Some companies do not take note of the payments that you made many years ago. Updating this entry will help improve your credit score. Credit reference bureaus in the UK such as Experian, Equifax, and TransUnion offers free viewing of your credit score on their website. Even if you can take a personal loan without a great credit score, it pays to have a good one. If you can, do something to improve your credit rating so that you do not have to worry about qualifying for a loan. 

 Personal Loans Do No Need Collateral

With a personal loan, you do not have to use your home or car as collateral. When you offer collateral, you will always be worrying about not being able to pay what you borrowed, resulting in the seizure of your home or car or any property that you used to secure the loan. Not having to worry about losing your property will reduce the stress that you feel over borrowing some money. You can focus on finding ways to pay back your loan without spending sleepless nights worrying about losing your home, your car, or other valuable things that you own.

Personal Loans Can Help Consolidate Your Debts

Paying several debts every month can be confusing and stressful.
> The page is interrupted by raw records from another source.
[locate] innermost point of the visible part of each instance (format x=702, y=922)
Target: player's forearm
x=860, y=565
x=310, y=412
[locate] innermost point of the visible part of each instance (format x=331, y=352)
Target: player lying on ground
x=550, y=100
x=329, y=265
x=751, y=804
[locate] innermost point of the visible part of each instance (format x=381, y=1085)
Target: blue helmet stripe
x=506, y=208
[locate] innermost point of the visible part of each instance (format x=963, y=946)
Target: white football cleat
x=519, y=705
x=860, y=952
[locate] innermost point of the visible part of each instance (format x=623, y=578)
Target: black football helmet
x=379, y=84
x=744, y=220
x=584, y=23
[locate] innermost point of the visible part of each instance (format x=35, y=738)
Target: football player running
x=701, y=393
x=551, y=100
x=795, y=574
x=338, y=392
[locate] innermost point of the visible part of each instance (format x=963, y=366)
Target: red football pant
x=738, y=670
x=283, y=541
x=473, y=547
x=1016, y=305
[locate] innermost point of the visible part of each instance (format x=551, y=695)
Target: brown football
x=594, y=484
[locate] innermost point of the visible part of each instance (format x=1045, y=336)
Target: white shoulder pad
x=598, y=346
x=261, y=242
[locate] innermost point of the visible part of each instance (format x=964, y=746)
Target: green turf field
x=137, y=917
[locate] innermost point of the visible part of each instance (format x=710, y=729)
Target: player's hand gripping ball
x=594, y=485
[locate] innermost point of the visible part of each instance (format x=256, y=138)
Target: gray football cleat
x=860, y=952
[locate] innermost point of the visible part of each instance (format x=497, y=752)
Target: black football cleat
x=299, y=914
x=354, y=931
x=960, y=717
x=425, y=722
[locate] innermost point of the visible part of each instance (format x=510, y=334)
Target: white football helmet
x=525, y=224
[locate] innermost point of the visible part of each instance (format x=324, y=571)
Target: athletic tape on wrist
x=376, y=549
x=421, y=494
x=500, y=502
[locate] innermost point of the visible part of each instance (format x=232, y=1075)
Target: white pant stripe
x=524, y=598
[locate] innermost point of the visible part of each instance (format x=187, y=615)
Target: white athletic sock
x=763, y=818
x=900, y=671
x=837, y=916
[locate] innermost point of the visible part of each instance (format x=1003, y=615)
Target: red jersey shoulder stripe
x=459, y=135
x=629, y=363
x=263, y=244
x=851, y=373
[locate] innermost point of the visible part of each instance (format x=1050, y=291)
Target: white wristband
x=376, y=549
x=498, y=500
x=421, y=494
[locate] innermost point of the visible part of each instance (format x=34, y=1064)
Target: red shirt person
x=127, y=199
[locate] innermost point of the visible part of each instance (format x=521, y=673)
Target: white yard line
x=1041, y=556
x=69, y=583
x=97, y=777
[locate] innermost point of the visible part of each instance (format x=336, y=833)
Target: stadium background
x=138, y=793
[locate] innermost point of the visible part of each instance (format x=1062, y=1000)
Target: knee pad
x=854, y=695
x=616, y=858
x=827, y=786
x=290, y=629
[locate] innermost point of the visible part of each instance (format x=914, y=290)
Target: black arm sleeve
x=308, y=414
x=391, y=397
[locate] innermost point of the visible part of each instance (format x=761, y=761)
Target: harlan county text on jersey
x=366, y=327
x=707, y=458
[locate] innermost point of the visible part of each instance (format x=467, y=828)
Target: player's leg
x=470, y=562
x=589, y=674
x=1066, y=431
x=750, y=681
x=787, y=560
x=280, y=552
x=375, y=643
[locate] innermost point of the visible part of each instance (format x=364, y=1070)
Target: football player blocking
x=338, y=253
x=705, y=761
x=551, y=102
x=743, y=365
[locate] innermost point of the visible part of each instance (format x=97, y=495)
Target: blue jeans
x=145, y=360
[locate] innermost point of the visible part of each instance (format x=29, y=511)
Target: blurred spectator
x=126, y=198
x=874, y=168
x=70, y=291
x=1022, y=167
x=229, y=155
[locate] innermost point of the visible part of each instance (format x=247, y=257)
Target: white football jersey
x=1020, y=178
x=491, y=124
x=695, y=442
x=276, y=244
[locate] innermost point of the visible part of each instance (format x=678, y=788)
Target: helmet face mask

If you have just spent a monthly amortisation for your loan and you need to pay another two days after, getting the money to pay the next creditor and the next can sap your energy, make you feel cranky, and destroy relationships. To solve your problem, you can take a personal loan to pay off all your other debts. A once-a-month payment can give you time to find ways to earn enough to pay the next monthly fee.

Personal Loans Can Help Build Credit

When you take a personal loan and pay it up on time, your good paying habit will appear in your credit record. After paying off your debt, you will earn good points, and your credit rating will improve.